Sadly, West Virginia ranks among America's worst places for wife-bashing and spouse-killing. Domestic violence hurts not just individual families, but also taints the Mountain State's culture.
As reporter Lori Kersey outlined, West Virginia had 16 murders of wives and girlfriends in 2011 -- all by killers in relationships with the victims. It was the eighth-worst rate per 100,000 population in America.
Further, on an average day, around 150 women and children are in battered women's shelters around the state, and even more get counseling, legal advice and other support.
Pam Gillenwater of the Charleston YWCA's Resolve Family Abuse Program and Tonia Thomas of the West Virginia Coalition Against Domestic Violence both lamented that observers generally hesitate to rush to the defense of brutalized women. Upon seeing an attack in progress, too many consider it a family problem and do nothing.
We think witnesses should try to help -- at least by grabbing their cell phones and dialing 911 for police aid.
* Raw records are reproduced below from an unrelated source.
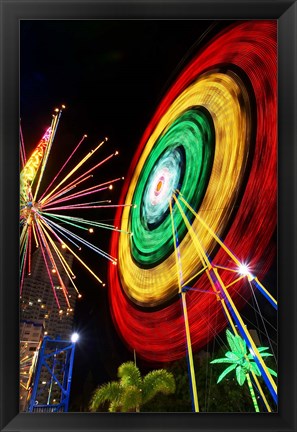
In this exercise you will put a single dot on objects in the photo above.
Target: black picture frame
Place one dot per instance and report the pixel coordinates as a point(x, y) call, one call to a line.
point(286, 14)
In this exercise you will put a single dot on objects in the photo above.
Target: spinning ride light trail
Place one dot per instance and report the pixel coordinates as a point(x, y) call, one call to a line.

Family anger and assaults are a curse. The home is supposed to be a sanctuary of affection, where everyone is safe. It's tragic when the home becomes the opposite. The phenomenon defies logic: Many raging men are so irrational that they kill themselves after murdering their "loved ones."
As we've said before, most men never would dream of hurting a woman or children. But it's a glaring fact that some do. It's shameful that West Virginia has a high incidence of this horror. Legislators, police, courts, counselors and others must keep up pressure in all possible ways to reduce the tragedy.